04-29-2024, 07:12 PM
Probably shouldn't have used Leonard Nimoy's "In Search Of ..." as representative of anything being pushed by mainstream scientists in the 1970's. From Wikipedia:
So, it would have been right in line with that "concept of the series" for them to have been pushing the non-mainstream perspective that we were about to enter the next Glacial Period of the Quaternary Ice Age that began about 2.5 million years ago and is still with us (an ice age being any substantial period during which extensive areas of the globe are perpetually covered by ice).
Yes, there were scientists in the 1970's that thought we were headed into another Glacial Period. Most of those were not predicting it would occur within decades. They were instead pointing out that we were currently 12,000 years into an Interglacial Period and that Interglacials typically lasted 10,000 to 15,000 years before heading back into another Glacial Period. Statistically, we're much closer to the end of the Interglacial than the beginning. The portion of the science community believing/promoting the idea that a Glacial Period was a few generations away amounted to less than 10% of the community. That's quite unlike the greater than 90% pushing Global Warming today.

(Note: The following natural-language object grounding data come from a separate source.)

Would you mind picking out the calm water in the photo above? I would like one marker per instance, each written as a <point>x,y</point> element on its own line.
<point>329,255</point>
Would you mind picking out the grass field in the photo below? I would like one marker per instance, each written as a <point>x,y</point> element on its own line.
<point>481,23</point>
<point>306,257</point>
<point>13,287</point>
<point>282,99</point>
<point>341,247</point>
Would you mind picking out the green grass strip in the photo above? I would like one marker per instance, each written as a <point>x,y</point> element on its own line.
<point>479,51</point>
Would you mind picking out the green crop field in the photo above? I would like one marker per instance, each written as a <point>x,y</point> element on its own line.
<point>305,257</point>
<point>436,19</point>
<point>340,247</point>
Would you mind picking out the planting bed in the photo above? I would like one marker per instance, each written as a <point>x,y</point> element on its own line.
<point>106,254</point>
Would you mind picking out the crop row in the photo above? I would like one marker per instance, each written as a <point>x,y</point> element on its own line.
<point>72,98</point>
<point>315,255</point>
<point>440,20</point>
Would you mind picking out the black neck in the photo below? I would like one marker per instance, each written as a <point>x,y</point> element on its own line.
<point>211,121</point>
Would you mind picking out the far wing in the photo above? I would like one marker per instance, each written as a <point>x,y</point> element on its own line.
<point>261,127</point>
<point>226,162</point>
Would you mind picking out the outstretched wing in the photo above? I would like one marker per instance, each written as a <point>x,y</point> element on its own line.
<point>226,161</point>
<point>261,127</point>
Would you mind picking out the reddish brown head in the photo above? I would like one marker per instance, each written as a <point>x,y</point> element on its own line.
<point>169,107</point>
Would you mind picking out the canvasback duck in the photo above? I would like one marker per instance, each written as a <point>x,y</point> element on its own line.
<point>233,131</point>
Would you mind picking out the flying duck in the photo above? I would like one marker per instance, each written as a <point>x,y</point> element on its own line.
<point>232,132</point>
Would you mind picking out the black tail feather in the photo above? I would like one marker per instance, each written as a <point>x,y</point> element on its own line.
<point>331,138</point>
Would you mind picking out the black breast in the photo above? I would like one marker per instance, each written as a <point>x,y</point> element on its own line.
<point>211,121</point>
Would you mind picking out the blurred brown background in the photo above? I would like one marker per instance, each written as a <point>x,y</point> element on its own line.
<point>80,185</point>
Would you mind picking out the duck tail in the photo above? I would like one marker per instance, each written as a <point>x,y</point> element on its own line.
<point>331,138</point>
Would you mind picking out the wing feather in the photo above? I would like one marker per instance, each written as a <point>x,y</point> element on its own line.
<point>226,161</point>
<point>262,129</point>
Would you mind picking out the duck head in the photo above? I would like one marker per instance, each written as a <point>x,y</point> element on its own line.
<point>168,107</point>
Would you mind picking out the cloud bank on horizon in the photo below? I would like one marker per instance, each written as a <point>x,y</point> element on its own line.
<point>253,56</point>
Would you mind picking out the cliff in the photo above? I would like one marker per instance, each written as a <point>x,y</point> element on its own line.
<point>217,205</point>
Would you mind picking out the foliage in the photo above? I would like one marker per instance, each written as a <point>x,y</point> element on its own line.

And yes, that non-mainstream idea from the 1970's got press coverage for a short while; the sensational always does (but keep in mind that Bigfoot and the Lock Ness Monster got more coverage in the newspapers and periodicals than Global Cooling did).
There are rational arguments to be made for skepticism on Global Warming, but to raise the specter of the 1970's Global Cooling proponents detracts from those arguments. In essence, it associates those making the rational arguments with those trying to insinuate that Global Cooling was a predominant theory in the 1970's (something you don't want to do because 90% of the science community in the 1970's were pushing against that hypothesis).
If you're wanting to promote skepticism of Global Climate Change, then stick to what's in Steve Koonin's book, "Unsettled: What Climate Science Tells Us, What It Doesn't, and Why It Matters". Buy it. Read it. Know it. You can tell it's a good book, because it tears apart bad arguments both for and against the Global Climate Change hypothesis.